Meghan Markle admits giving personal information to the authors of Finding Freedom 

The Duchess of Sussex has admitted that she gave personal information to the authors of Finding Freedom via a third party.

In new documents lodged with the High Court, she reveals she was concerned that “her father’s narrative” – that she had abandoned him and cut off contact – might be repeated, prompting her to intervene.

The Duchess says she gave her own version of events to someone else to pass on, so “the true position… could be communicated to the authors to prevent any further misrepresentation.”

The Duchess insists that she never spoke to Omid Scobie or Carolyn Durand about the book  but admits she does not know if the Kensington Palace communications team provided any information on her behalf.

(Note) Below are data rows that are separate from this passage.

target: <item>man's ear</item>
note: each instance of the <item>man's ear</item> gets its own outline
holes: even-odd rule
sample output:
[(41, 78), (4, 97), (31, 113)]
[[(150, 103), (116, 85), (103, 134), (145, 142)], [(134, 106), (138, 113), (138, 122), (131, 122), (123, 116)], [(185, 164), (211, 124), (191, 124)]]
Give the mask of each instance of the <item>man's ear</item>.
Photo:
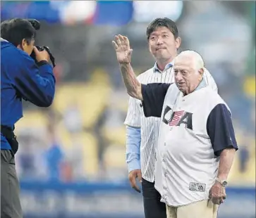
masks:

She also reveals that she wrote to her father, on the advice of two members of the Royal Family and then shared the draft with both her husband and Jason Knauf, then communications secretary

The book by Omid Scobie and Carolyn Durand was an international bestseller

Credit: NEIL HALL/EPA-EFE/Shutterstock

Mr Knauf “provided feedback” in the form of “general ideas,” the documents reveal.

The Duchess is suing the Mail on Sunday over the publication of a letter she wrote to her father, claiming it breached her privacy, copyright and data protection rights. 

But lawyers on behalf of the newspaper allege that she breached her own privacy because she “permitted” details about her life to be shared with the authors, including “information about the letter”.

In September, a month after the biography was published, the newspaper successfully applied to amend its defence in light of the publication of Finding Freedom. 

A ten-day trial scheduled for January was postponed for at least nine months after the Duchess won a delay on confidential grounds.